Contributions toward improving this code or implementing other methods of statistical testing are very welcome!

Other statistics

In practice, a comparison between two sets of features (say, two transcription factors) with 1000 randomizations will have an empirical p-value of < 0.001. That is, out of all the randomizations performed, every single one had fewer intersections than the original. Of course the resolution of the p-value is dependent on the number of randomizations: the lowest nonzero p-value for 10000 iterations will be 0.0001. Getting a non-zero p-value often requires doing more randomizations than is practical (several million to tens of millions).

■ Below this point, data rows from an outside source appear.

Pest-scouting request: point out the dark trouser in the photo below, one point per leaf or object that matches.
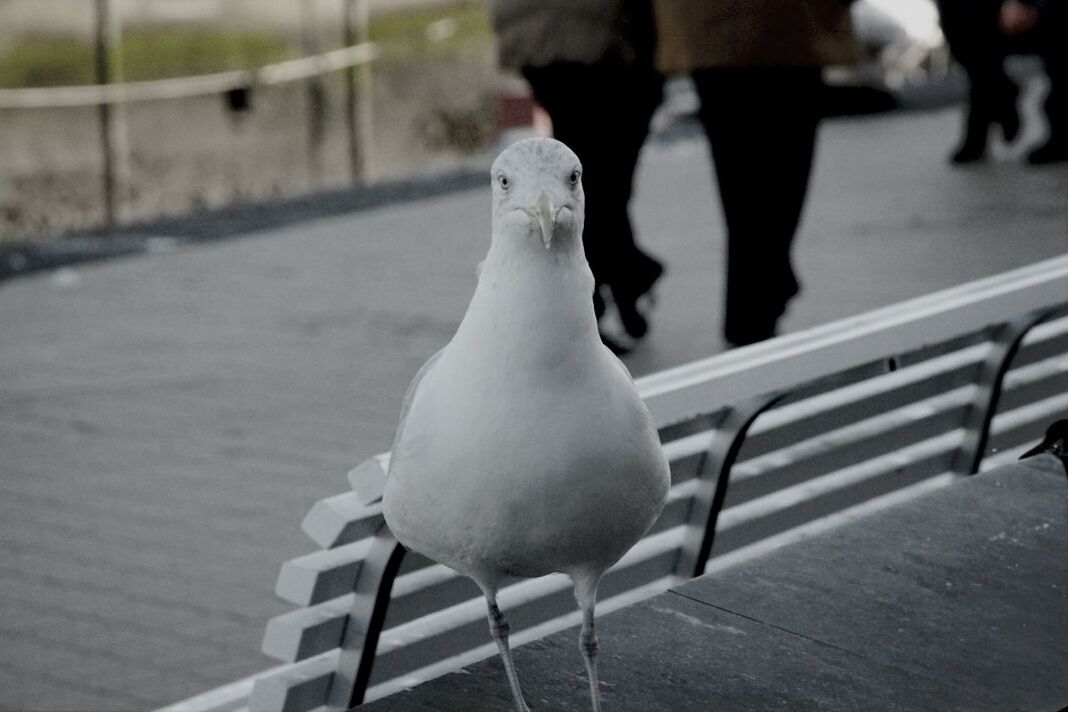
(762, 126)
(602, 112)
(1052, 38)
(979, 46)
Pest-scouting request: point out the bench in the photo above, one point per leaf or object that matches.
(951, 601)
(768, 444)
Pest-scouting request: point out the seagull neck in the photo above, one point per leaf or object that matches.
(548, 293)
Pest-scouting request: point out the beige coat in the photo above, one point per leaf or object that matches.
(535, 33)
(695, 34)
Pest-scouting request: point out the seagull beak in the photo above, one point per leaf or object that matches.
(546, 216)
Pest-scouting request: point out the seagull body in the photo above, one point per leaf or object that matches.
(523, 446)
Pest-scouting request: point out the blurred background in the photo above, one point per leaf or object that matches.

That’s where the enrichment score comes in. The randomized intersections typically have a normal distribution, but just in case, we take the median of the randomized intersections and call this the background or control. Then we divide the actual intersections by this median to get an enrichment score.

The advantage to using the enrichment score is that it gives nonzero scores for more fine-grained comparison among sets of features without performing impractical amounts of randomization. The first example of its usage that I’m aware of is Negre et al. (2010) PLoS Genet 6(1): e1000814, The downside of this metric is that the numbers are relative, and have their greatest utility for making biological conclusions when used in large matrices of pairwise comparisons.

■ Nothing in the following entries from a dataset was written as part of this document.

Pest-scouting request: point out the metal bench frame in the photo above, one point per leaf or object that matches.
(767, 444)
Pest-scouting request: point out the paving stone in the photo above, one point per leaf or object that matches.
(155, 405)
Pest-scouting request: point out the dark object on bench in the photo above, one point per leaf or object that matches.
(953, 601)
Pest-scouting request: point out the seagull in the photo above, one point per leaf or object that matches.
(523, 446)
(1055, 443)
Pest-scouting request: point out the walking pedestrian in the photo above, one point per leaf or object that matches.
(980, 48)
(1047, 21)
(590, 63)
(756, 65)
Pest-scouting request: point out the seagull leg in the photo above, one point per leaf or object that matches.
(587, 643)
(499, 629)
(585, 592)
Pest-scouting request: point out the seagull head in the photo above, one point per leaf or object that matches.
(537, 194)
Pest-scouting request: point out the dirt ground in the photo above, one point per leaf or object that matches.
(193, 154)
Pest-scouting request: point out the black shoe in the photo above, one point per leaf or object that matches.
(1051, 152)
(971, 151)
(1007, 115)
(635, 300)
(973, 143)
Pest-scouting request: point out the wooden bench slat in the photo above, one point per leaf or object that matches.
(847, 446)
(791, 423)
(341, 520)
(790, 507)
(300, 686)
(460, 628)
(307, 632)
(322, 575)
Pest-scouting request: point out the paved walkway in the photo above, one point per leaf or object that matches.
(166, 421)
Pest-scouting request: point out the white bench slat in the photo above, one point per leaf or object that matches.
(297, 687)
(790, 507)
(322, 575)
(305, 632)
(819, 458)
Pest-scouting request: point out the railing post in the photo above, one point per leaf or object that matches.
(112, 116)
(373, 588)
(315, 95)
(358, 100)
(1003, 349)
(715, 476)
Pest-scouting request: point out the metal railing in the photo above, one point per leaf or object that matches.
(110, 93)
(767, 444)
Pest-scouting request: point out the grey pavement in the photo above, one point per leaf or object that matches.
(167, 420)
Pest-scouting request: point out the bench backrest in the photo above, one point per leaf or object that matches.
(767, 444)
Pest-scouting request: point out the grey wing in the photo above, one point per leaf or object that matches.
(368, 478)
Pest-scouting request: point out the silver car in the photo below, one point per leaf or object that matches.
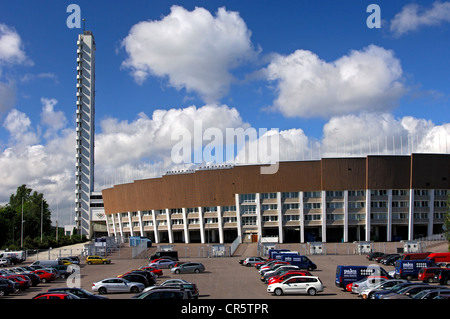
(188, 267)
(109, 285)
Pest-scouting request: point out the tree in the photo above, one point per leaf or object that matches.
(36, 213)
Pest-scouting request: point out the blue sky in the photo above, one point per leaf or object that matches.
(286, 67)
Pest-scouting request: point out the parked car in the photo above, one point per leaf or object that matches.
(384, 285)
(362, 284)
(172, 293)
(156, 271)
(179, 285)
(407, 292)
(250, 261)
(6, 287)
(79, 292)
(35, 279)
(374, 254)
(110, 285)
(163, 263)
(286, 275)
(395, 289)
(90, 260)
(188, 268)
(4, 262)
(442, 276)
(45, 275)
(24, 282)
(431, 293)
(55, 295)
(297, 285)
(427, 274)
(278, 271)
(136, 278)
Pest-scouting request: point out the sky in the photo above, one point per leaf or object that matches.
(321, 78)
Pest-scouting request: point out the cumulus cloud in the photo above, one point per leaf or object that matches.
(123, 142)
(375, 133)
(195, 50)
(413, 17)
(365, 80)
(53, 120)
(11, 47)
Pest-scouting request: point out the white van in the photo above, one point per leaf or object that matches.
(47, 263)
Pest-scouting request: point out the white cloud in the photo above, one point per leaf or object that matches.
(366, 80)
(122, 143)
(11, 47)
(194, 49)
(53, 120)
(374, 133)
(413, 17)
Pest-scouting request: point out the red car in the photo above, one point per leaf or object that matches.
(158, 272)
(23, 283)
(281, 278)
(45, 275)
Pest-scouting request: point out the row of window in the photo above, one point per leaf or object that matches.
(252, 220)
(249, 198)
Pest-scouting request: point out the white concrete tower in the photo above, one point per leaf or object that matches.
(84, 173)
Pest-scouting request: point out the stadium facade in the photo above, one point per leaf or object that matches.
(372, 198)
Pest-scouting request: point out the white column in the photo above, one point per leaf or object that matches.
(431, 213)
(258, 214)
(220, 223)
(169, 226)
(280, 219)
(155, 227)
(324, 216)
(202, 226)
(368, 199)
(185, 226)
(131, 224)
(302, 217)
(345, 216)
(120, 225)
(141, 225)
(389, 225)
(238, 216)
(411, 215)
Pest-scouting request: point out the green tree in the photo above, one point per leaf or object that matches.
(36, 213)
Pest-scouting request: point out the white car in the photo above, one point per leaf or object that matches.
(388, 284)
(365, 283)
(297, 285)
(117, 285)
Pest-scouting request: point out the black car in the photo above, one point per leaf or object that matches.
(6, 287)
(79, 292)
(442, 277)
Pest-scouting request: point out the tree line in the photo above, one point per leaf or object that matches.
(37, 233)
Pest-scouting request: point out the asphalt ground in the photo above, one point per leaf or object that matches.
(224, 278)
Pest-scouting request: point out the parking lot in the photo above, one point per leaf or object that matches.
(224, 278)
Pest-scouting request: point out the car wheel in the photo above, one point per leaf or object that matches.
(134, 289)
(312, 291)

BedTool.randomintersection() and BedTool.randomstats() both use the intersection count method. That is, for each randomization the calculated metric is “number of intersection events”. An alternative is to compute the Jaccard statistic on each iteration, as implemented in BedTool.naive_jaccard(). The Jaccard statistic (or Jaccard similarity) is the ratio of the intersection over the union, and is introduced in a genomic intersection context in Favorov et al. (2012) PLoS Comput Biol 8(5): e1002529. However, this still has the same p-value resolution limitation, so the actual-divided-by-median approach could be tried here as well.